I Think I’m Doing Imperfectly OK
It made me glad to think that my children find me beautiful as I am because they hear me say it too and can feel that I believe it (and I really do, most of the time), and that they feel awesome about their own bodies. That they have heard this since they were born and it’s what seems normal to them.
That they think lines and wrinkles and grey hairs are beautiful, as beautiful as youth, and that the airbrushed images we see in magazines are the oddities.

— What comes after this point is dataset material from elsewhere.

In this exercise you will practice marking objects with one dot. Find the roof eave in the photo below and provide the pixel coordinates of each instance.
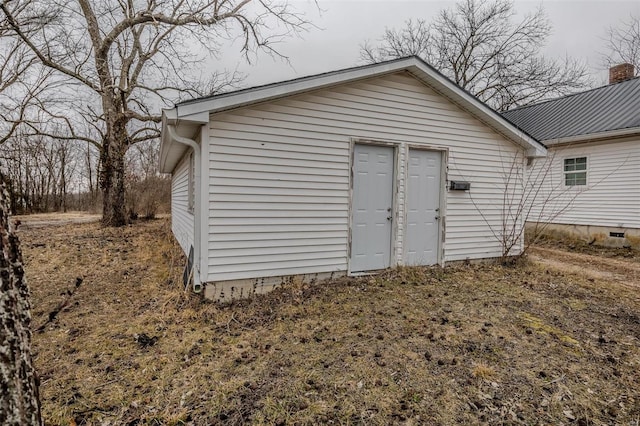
(194, 110)
(593, 137)
(187, 126)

I feel grateful that I have healed enough to model body love to my children.
How About You?
It’s not the first time I’ve thought about it. A while back, I saw this conversation on Facebook and it made me wonder, how is it that a child thinks of their mom as a ‘clown’ when she puts make up on, or calls their mom a ‘fat hippo’ in front of her friends? Does the mom say these things about herself? Or to her child? Or does the dad or someone else talk to her like that in front of her children? Maybe it’s just from TV and not addressed because it’s ‘comedy’?
I’m not even calling these specific moms out and if they see themselves, I hope they take this in the spirit it is intended, because I think it’s common in our culture and it felt important to speak of the feeling that comes through their posts to me: that it’s not ok, it doesn’t feel ok to them, but we all shrug and laugh it off.
And I want us as women, beautiful women with life etched onto our bodies to ask ourselves, how do we feel about this conversation?
To ask yourself how you want to feel about your body, and how you want your children to feel as they grow up?
How do you speak to yourself about your body?
What do your children think you feel about your body?
Just One Thing
If there is any one thing you could do to model body love to your children today .. what would it be?